Friday, August 04, 2006 by: NewsTarget
Tags: health news, Natural News, nutrition
More companies are offering employees the on-site pleasures of massage and yoga, not just to make their staff happy but to be competitive and even boost the bottom line.
Such programs, once the provenance of nontraditional companies but now popular in bastions of business, help retain employees in a job market where they might easily leave to work for a competitor, companies say.
"We have to do whatever we can to keep our employees happy. There's a lot of competition right now in our industry," said Tracy Cote, head of human resources at San Francisco-based Organic Inc., a digital marketing agency that is part of Omnicom Group Inc..
"There's been an upswing in the market in the past 12 months. Business is better for us, but business also is better for our competitors," she said. "It's all about recruiting and retaining."
Organic first offered on-site massage once a month and, due to demand, increased to twice a month.
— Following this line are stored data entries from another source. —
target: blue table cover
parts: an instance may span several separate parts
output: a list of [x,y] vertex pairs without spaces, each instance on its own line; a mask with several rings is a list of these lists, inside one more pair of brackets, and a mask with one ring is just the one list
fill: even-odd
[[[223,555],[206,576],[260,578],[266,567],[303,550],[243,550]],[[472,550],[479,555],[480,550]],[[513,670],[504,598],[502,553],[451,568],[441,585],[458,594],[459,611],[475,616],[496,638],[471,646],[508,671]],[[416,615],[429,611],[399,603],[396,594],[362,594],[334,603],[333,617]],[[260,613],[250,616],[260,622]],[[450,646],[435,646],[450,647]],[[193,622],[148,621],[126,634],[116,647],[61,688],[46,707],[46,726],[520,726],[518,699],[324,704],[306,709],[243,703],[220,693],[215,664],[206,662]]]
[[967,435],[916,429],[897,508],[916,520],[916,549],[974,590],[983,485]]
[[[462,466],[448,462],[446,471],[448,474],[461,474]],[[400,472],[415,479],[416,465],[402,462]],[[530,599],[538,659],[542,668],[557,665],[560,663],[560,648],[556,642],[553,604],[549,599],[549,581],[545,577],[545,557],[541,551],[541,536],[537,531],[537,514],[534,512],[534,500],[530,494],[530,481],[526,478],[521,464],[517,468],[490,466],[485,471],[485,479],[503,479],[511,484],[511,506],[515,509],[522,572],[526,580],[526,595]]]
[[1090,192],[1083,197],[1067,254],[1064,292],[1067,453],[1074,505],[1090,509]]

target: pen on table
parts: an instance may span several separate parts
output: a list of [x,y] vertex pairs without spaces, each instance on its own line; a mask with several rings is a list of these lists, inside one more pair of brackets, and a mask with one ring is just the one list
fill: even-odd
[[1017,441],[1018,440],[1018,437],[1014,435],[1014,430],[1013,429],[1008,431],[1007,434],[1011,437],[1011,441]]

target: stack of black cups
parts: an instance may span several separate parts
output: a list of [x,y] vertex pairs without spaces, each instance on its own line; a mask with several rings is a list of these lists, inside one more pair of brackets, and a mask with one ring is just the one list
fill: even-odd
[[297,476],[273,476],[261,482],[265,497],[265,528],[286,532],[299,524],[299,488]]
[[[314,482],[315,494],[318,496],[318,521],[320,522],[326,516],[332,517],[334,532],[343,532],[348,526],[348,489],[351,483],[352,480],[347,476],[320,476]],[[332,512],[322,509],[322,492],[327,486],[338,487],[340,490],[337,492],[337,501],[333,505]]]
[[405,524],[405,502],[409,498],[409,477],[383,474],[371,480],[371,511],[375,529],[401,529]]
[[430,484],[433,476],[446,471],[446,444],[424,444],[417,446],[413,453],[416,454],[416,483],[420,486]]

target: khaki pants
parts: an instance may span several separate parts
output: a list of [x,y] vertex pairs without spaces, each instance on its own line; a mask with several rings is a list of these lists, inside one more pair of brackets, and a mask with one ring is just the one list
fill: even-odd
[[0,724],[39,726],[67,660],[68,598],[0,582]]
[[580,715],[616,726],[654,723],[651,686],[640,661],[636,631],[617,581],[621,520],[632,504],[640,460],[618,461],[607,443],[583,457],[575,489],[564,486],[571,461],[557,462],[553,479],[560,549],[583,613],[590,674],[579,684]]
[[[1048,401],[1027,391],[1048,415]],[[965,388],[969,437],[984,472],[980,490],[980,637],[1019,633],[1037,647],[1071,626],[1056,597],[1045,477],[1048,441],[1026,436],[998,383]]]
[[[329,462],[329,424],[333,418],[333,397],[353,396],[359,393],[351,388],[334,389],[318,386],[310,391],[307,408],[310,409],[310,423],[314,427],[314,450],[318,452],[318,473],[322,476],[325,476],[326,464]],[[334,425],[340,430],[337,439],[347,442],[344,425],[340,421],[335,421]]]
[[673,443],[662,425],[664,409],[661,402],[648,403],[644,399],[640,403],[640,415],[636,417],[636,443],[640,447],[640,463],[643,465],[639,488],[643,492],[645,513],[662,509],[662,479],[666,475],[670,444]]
Now it's grown so popular the company is considering offering it every week.
In a sign of their appeal, programs such as on-site massage -- when a company may hire a licensed masseuse to set up shop in a spare room -- typically show up as desirable factors in lists of the best U.S. places to work.
Companies are digging deeper into their pockets to pay for such benefits, said Meredith Stern, a partner at Infinite Massage in San Francisco.
ADDED PERK
"With the economy jumping up again, we have noticed that companies are adding this as a perk," she said. "They're trying to find ways to spend money on their employees to keep them, because it's harder to replace somebody."
A survey by Massage Therapy Journal found at most companies that offer massage, more than half added it in the last five years.
In or out of the workplace, some 47 million Americans got a massage in a 12-month period that ended last July, up by 2 million from the previous year, research shows.
"My argument is, you're going to do much better in terms of productivity if you allow your employees to get up and move around for a little bit, and it's better than smoking a cigarette or even having a cup of coffee," said Stern. "But I don't really have to make an argument these days."
In New York, a number of hedge funds offer employees massage or yoga during their workdays.
"It's wonderful, it's a stress reliever, it's good for employee morale," said a worker at one hedge fund.
Research shows massage can lower stress, tension and fatigue, and one study in the International Journal of Neuroscience showed people given massage therapy proved more alert and calculated math problems faster and more accurately.
Demand is on an upswing, said Michael Wald of Namaste New York, which offers anti-stress programs for offices.
"What I'm seeing is increased budgets," said Wald of his business clients. "Each year it has increased.
"I don't have a CEO saying, 'We made X amount of dollars more because of this. It's too hard to quantify," he added. "But morale and the atmosphere are better, and we're seeing a decrease in absenteeism as well as attrition."
At Organic, Cote compared the value of massage to an allegory about two people cutting down trees.
"One of them stops to sharpen their saw, and their tree is going to get cut down faster than the one who doesn't," she said. "That is true about the workplace."